The statement said the group chat had been “leaked by a whistleblower” and no addresses, phone numbers or emails had been shared.

“Many of us were shocked and disturbed by the contents of the transcript as we read the tactics discussed to target and harm the livelihood and reputation of good and just people, some for simply being Palestinian, and almost all for calling for an end to the genocide against the people of Gaza,” said the statement posted by Ford on Sunday.

However, the Labor MP Josh Burns said last week that the publication of the details had led to death threats and forced one family into hiding.

“This has resulted in really serious consequences where people have received death threats,” he said.

Dreyfus has long been working on reforms to the Privacy Act, and it is understood the government is planning to create a new criminal offence of “malicious doxing”.

Dreyfus said the government would bring forward legislation “as soon as possible” to protect Australians from “the malicious use of their personal and private information”.

Earlier, the Executive Council of Australian Jewry called for “reform of the Criminal Code to make it unlawful to post private or identifying information about an individual or group with the intent that the information be used to cause harm to the victim”.

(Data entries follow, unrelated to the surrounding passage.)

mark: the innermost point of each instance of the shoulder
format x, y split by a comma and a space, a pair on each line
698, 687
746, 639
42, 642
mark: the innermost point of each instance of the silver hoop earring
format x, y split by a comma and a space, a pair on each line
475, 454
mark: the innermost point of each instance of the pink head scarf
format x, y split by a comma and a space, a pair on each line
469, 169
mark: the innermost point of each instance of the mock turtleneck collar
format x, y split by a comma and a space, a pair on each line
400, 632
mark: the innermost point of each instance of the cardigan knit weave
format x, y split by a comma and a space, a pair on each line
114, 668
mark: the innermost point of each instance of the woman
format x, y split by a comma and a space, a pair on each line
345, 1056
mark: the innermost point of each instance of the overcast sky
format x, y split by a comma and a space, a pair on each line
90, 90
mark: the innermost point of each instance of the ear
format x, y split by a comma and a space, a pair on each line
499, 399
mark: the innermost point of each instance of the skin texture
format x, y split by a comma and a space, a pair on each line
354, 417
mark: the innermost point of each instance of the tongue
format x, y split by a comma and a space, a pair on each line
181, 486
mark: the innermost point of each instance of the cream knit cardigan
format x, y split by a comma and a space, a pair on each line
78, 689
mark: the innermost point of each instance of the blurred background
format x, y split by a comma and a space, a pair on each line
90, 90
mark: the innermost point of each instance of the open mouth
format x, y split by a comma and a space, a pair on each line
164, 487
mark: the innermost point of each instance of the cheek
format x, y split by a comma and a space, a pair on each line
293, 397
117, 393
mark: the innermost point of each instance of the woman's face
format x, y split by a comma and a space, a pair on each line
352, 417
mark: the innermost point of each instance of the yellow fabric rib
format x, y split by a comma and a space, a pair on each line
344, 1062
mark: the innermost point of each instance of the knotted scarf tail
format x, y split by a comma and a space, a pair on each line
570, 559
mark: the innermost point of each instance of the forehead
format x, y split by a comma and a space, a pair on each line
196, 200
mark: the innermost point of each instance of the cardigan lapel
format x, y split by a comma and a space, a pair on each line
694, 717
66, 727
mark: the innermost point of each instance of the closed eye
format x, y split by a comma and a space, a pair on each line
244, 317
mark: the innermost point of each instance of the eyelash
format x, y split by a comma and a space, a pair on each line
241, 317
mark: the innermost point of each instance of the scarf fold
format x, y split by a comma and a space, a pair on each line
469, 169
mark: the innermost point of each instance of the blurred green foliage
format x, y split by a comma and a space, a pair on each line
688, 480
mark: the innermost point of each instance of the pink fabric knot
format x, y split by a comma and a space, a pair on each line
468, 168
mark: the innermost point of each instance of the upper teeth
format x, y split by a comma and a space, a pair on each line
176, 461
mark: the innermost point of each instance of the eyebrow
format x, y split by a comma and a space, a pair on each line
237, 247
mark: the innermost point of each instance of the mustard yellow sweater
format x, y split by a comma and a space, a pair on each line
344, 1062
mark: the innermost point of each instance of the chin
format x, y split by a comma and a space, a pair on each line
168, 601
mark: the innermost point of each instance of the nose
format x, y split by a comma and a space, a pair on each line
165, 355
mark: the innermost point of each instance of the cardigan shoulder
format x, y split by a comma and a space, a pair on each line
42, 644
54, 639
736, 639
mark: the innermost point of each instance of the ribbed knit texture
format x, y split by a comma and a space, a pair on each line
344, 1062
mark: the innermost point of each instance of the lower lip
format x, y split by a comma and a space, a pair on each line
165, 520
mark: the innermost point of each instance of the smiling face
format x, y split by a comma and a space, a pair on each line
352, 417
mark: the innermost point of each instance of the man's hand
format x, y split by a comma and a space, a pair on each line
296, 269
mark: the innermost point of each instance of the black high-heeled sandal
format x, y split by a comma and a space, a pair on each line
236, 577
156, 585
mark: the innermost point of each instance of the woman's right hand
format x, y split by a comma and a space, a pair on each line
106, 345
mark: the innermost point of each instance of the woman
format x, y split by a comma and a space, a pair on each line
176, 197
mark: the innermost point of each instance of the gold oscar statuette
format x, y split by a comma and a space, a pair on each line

The president, Daniel Aghion KC, said many within the Jewish community in Australia were “fearful for their physical security and loss of livelihood”.

“In the last few days this has been caused by the publication of lists containing the names, faces and other personal information of hundreds of individuals, whose only common trait is that they are Jewish,” he said on Monday.

In addition to legal changes, Aghion called on social media platforms “to permanently deactivate the accounts of those found to have used their accounts for the purposes of doxing”.

“Social media is intended to connect individuals and communities and allow the rapid exchange of information,” he said.

“Where accounts are used to threaten the lives and livelihoods of others, the platforms have a duty to act.”